I couldn't believe it. My PB before this race was 1:34. I ran that when I was in University and running on the Track and XC teams. That was 12 years ago - when I had more time to devote to running. Now I have a family and a career. I didn't think a PB was possible in the half for me. I was wrong. I'm glad I was wrong.

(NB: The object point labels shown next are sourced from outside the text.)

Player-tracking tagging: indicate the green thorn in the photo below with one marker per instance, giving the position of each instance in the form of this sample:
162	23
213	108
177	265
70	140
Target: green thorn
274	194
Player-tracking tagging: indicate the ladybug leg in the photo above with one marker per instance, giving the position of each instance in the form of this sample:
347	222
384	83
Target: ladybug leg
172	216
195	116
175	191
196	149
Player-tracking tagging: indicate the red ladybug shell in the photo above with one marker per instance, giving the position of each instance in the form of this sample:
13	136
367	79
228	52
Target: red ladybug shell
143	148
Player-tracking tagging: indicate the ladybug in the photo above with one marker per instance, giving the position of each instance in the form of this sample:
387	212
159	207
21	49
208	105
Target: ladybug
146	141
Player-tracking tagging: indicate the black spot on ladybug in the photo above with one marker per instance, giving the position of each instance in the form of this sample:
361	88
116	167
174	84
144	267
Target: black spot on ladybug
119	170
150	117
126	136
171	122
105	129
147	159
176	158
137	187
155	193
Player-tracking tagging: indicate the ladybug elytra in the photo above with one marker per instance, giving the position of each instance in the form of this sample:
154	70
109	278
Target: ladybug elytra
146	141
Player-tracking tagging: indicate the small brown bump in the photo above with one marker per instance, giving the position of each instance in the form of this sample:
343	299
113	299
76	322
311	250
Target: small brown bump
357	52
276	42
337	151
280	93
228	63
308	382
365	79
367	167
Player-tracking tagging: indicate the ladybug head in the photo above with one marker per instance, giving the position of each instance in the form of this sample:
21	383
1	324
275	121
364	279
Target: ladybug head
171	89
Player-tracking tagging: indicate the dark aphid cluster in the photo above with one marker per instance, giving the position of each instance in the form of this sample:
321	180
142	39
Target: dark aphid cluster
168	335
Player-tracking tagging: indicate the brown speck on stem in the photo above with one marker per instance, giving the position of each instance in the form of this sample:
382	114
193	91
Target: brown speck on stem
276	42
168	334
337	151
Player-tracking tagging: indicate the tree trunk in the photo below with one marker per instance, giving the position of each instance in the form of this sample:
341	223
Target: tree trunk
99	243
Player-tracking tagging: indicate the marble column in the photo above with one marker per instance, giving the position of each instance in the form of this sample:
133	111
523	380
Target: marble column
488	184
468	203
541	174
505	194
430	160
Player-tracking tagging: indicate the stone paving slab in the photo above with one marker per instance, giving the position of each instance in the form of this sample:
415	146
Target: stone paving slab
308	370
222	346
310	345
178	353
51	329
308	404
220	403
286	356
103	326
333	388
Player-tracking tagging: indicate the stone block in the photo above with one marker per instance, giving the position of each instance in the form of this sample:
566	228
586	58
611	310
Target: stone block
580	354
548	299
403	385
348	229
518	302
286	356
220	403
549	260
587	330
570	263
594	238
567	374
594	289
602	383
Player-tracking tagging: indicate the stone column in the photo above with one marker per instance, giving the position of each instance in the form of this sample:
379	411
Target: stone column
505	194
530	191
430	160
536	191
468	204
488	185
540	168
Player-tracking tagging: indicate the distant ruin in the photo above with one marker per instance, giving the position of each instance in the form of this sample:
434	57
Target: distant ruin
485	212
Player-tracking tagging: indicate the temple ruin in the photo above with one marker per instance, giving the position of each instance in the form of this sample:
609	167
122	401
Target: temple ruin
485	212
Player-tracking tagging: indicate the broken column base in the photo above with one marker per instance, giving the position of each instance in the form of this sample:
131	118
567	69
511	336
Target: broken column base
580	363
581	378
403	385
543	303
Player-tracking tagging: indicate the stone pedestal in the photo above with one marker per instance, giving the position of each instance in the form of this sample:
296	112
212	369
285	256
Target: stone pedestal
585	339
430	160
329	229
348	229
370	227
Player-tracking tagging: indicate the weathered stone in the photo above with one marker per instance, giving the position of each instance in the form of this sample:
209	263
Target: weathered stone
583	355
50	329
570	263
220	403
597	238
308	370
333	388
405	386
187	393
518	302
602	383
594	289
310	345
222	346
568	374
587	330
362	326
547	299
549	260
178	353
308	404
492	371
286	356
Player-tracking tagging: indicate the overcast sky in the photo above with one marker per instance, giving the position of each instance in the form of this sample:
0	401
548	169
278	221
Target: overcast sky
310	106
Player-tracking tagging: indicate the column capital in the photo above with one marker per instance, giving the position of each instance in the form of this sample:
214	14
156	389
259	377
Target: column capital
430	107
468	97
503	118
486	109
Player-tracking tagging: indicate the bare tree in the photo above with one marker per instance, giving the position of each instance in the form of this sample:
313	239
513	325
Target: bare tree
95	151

Greg and I watched Steve finish, and then Greg went to get the car, and our dry clothes. I went inside out of the rain. I must have looked really cold, because a kind stranger offered to get me a tea. I accepted, and shivered as I drank the tea. I felt bad that I didn't watch the rest of the Harriers finish, but I was so cold. I waited inside and greeted the Harriers as they came in to find warmth. Here's a quick list of the Harriers finishing times: Greg 1:31:57, Me 1:32:10, Steve 1:33:38, Andrew 1:39:07, Wayne 1:45:18, George 1:45:57 , Mark 1:46:17, Allan 1:46:45 , Dave 1:51:28 , Nelson 1:56:24 , Sharon 1:59:09 , Sandy 1:59:32 , Joyce 1:59:46, Paula 2:06:48, Rose 2:06:58. Sharon was thrilled to finish in under 2 hours. Andrew got a PB. As soon as we all were warm and dry, we were ready to enjoy the after party.
When the food was served, we enjoyed a heaping plate of delicious lake Erie perch, fresh grilled asparagus, lots of fancy salads, and fresh fruit. The owner of the winery- Walter, was serving his wine to go with the meal. He would encourage you to return with your glass for a refill. We happily listened to Walter. I didn't touch a drop of alcohol in the days leading to the race, and I was planning to have a glass or 2 at the party. I ended up having 3 (and for me that's a lot!). I was feeling good. Andrew liked the idea of the "open wine bar" and was refilling his glass frequently. Sharon challenged Andrew to set a wine aqcuiring PB. She said that she thinks he can't make it back to our table with 2 glasses of wine in 1 minute. Andrew accepted the challenge and he ran off towards the wine bar. He was back in 58 seconds, a glass of wine in each hand. Although there was some understandable spillage :) Congrats Andrew on your second PB of the day.
There was a lot of hooting and hollering when I was called on stage for my second female overall award. Two bottles of wine - thank you Walter and the Pelee Island Winery for that. We all enjoyed our food and wine, a band played and we sung along. As we were leaving there were people up dancing to the band. A great party. Pelee island has the best after party that I have ever seen at a race.
When I got back to the cottage I emailed Derrick. In the string of emails leading up to the race, I had joked that I'm throwing a huge tiki party at our cottage if I get a PB. "Huge Tiki Party at the Leskien Cottage" - was my email title. Although we were more in the mood for hanging out by a roaring wood fire and staying dry and warm, than a tiki party. I was still very surprised that I was able to pull off a PB, especially in those conditions! I think Derrick was too. This has made me very excited about my upcoming running season. I'm wondering what I can do.
Thanks to the RD Chris for putting together a well-organized and very runner friendly race. Thanks to the title sponsor the Pelee island winery for hosting the party and sharing your wonderful wine. Thanks to my running buddies for a great trip - we will be talking about this one for many years. And thanks to Greg - I'm so glad I got to share a great trip and a fantastic race with you.